Peters lays into bank's 'voodoo economics'

Winston Peters
Winston Peters
The "voodoo economics" of the Reserve Bank came in for some harsh criticism in Dunedin yesterday by New Zealand First leader Winston Peters.

On the day a Parliamentary inquiry into monetary policy backed off recommending new inflation-busting tools for the Reserve Bank, Mr Peters blamed the bank for the woes affecting the New Zealand economy, and accused governor Alan Bollard of pursuing "blind ideology".

The inquiry by Parliament's finance and expenditure select committee was launched at the height of the housing boom, which fuelled rising interest rates and a high dollar which was damaging exporter returns.

The housing market is now in decline and the associated pressures have also eased.

The report said the committee heard extensive evidence on a variety of alternatives to the official cash rate (OCR) - the Reserve Bank's main inflation-fighting instrument - including a mortgage interest rate levy, an interest-linked savings scheme and a capital gains tax.

But it did not find "the arguments in their favour compelling enough to support them being pursued further at this time".

Mr Peters said the Reserve Bank Act had resulted in New Zealanders paying the highest interest rates in the Western world and no-one could explain why.

High interest rates kept the kiwi unsustainably high and although it had fallen recently, it should be lower.

Farmers and exporters were suffering yet they continued to support political parties who supported the Act.

"A huge vacuum cleaner is extracting money out of your pockets to go to foreign banks," he told 30 people attending the Otago Chamber of Commerce meet the leaders meeting.

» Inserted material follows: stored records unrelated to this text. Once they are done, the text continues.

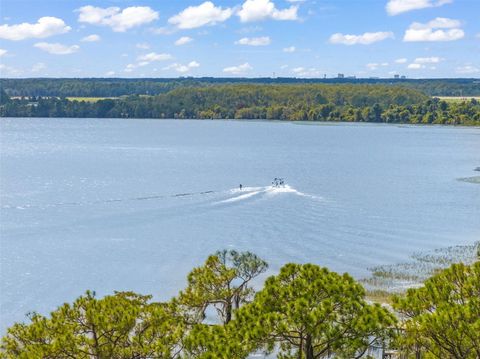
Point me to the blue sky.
[0,0,480,78]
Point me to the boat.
[272,177,285,188]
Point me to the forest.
[0,247,480,359]
[0,77,480,97]
[0,84,480,125]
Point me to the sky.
[0,0,480,78]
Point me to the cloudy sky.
[0,0,480,78]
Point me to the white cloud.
[0,64,22,77]
[81,34,100,42]
[407,64,425,70]
[223,62,253,75]
[330,31,393,45]
[163,61,200,73]
[77,5,158,32]
[237,0,298,22]
[413,56,443,64]
[365,62,388,71]
[235,36,271,46]
[32,62,47,72]
[385,0,453,15]
[124,52,173,72]
[33,42,80,55]
[292,67,321,77]
[0,16,72,41]
[455,65,480,75]
[403,17,465,42]
[168,1,233,29]
[175,36,193,46]
[124,64,137,72]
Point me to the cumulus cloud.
[365,62,388,71]
[168,1,233,29]
[0,16,72,41]
[0,64,23,77]
[175,36,193,46]
[330,31,394,45]
[223,62,253,75]
[81,34,100,42]
[77,5,158,32]
[283,46,297,52]
[407,56,444,70]
[33,42,80,55]
[237,0,298,22]
[407,63,425,70]
[163,61,200,73]
[137,52,173,63]
[292,67,321,77]
[455,65,480,75]
[403,17,465,42]
[385,0,453,15]
[413,56,443,64]
[124,52,173,72]
[235,36,271,46]
[31,62,47,72]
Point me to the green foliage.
[177,250,268,324]
[0,84,480,125]
[1,292,184,359]
[0,251,480,359]
[0,77,480,97]
[236,264,395,359]
[394,262,480,359]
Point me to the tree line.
[0,250,480,359]
[0,84,480,125]
[0,77,480,97]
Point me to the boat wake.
[216,185,321,204]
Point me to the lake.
[0,118,480,333]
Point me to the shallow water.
[0,119,480,332]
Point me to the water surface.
[0,119,480,332]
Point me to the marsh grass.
[360,242,480,303]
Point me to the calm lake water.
[0,118,480,332]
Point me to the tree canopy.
[0,251,480,359]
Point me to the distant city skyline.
[0,0,480,78]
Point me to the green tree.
[394,262,480,359]
[0,291,184,359]
[235,264,395,359]
[177,250,268,324]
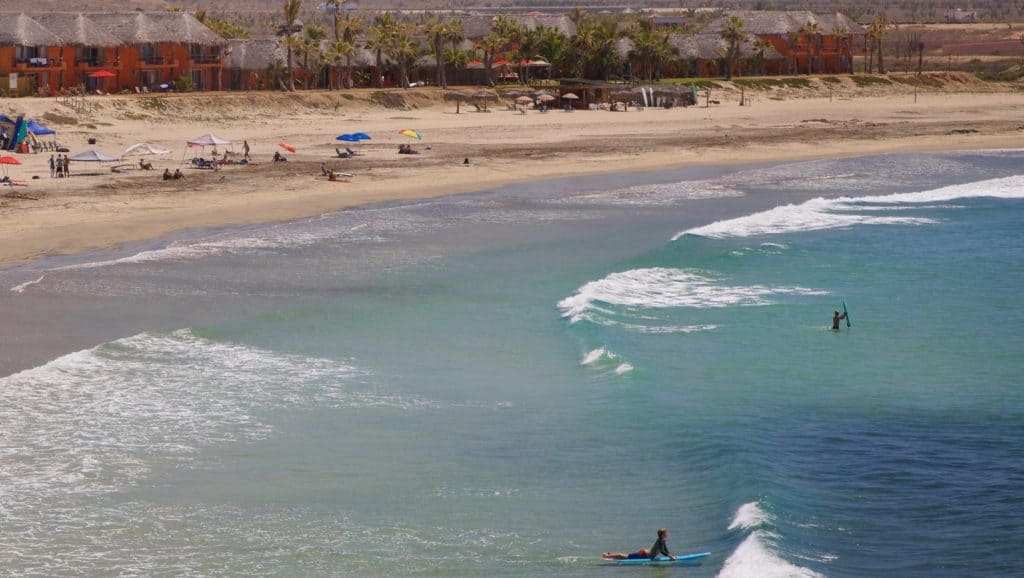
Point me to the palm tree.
[867,14,890,74]
[721,16,746,80]
[324,0,345,42]
[537,25,571,78]
[387,25,423,88]
[476,31,508,86]
[278,0,302,90]
[367,12,398,88]
[424,18,451,88]
[341,14,362,88]
[754,38,772,76]
[302,25,327,90]
[629,26,676,80]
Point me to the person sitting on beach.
[833,312,846,331]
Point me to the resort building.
[701,10,867,75]
[0,12,227,95]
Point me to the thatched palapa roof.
[34,12,121,47]
[226,38,288,71]
[700,10,864,36]
[0,14,60,46]
[89,12,227,46]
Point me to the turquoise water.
[0,152,1024,577]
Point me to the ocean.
[0,151,1024,578]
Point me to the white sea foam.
[558,267,824,322]
[718,530,824,578]
[672,175,1024,241]
[552,180,744,207]
[10,273,46,293]
[0,330,387,506]
[718,502,824,578]
[580,347,616,365]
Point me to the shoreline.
[0,88,1024,269]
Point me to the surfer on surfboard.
[833,312,846,331]
[601,528,676,560]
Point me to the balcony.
[14,56,63,73]
[188,54,223,65]
[138,56,178,69]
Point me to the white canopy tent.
[121,142,170,157]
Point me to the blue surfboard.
[612,552,711,566]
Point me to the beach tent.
[26,120,57,136]
[121,142,170,157]
[69,150,118,163]
[188,132,231,148]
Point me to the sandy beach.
[0,73,1024,265]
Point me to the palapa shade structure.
[89,12,227,46]
[33,12,121,48]
[0,14,60,46]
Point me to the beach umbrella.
[25,120,57,136]
[69,150,118,163]
[0,157,22,176]
[188,132,231,148]
[121,142,170,157]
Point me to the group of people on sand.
[50,155,71,178]
[164,169,185,180]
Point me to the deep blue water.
[0,152,1024,577]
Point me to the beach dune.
[0,76,1024,264]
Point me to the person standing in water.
[833,312,846,331]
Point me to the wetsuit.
[647,538,672,560]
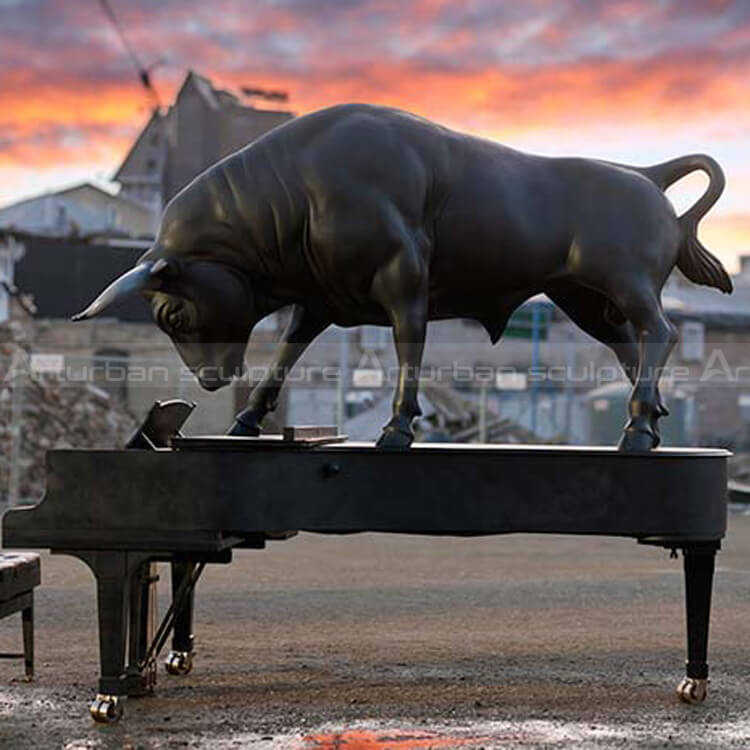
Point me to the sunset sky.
[0,0,750,269]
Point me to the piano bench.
[0,551,41,680]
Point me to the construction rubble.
[0,321,136,506]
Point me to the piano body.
[3,405,729,721]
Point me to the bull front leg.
[373,247,427,449]
[227,305,329,436]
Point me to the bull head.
[73,254,258,391]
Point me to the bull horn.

NZ First would introduce its "Talfanz" (the alternative for all New Zealanders) policy if it was part of the next government rather than see exporters - the most important part of the economy - suffer at the hands of the Reserve Bank Act.

Asked by National Party Dunedin North candidate Michael Woodhouse what the party had done in the past three years to change the Act, Mr Peters said NZ First had instigated the inquiry by the finance and expenditure select committee into the Act.

Mr Woodhouse later told the Otago Daily Times that review was introduced by Finance Minister Michael Cullen.

Mr Peters was joined in his criticism of current monetary policy by the New Zealand Manufacturers and Exporters Association and the Engineering, Printing and Manufacturing Union.

Association chief executive John Walley said the select committee had missed the point.

"Currently, our monetary policy has a sole focus on inflation control, and the Reserve Bank uses interest rates to effect that control.

"As the select committee pointed out, the effect of this policy on the exchange rate is problematic, but they seemed confused about alternatives."

Submissions to the committee fell into two camps - those wedded to the status quo and the "real economy" that was suffering a protracted overvaluation of the exchange rate.

It was clear to whom the select committee chose to listen and as a result the tradeable sector would continue to be hammered, he said.

EPMU national secretary Andrew Little said the decision to keep the current monetarist model was a disservice to New Zealand.

"Using interest rates to control inflation only leads to a high dollar which in turns leads to our export manufacturing being priced out of the global market."

Even though the OCR was finally coming down, New Zealand had seen years of productive manufacturing suffer from monetary policy focused on attempts to control inflation in unproductive areas of the economy, such as property speculation, he said.

In regard to housing, the report recommended cutting planning red tape and investigating "land banking" by developers.

It also recommended adequate infrastructure development to reduce economic bottlenecks and boost non-inflationary growth and a sharp policy focus on productivity for the same reason.

The report included a minority view from NZ First that the Reserve Bank should take into account additional factors such as employment, export competitiveness and the exchange rate when setting the OCR.

At present, the bank has a narrow focus on inflation when fixing the OCR.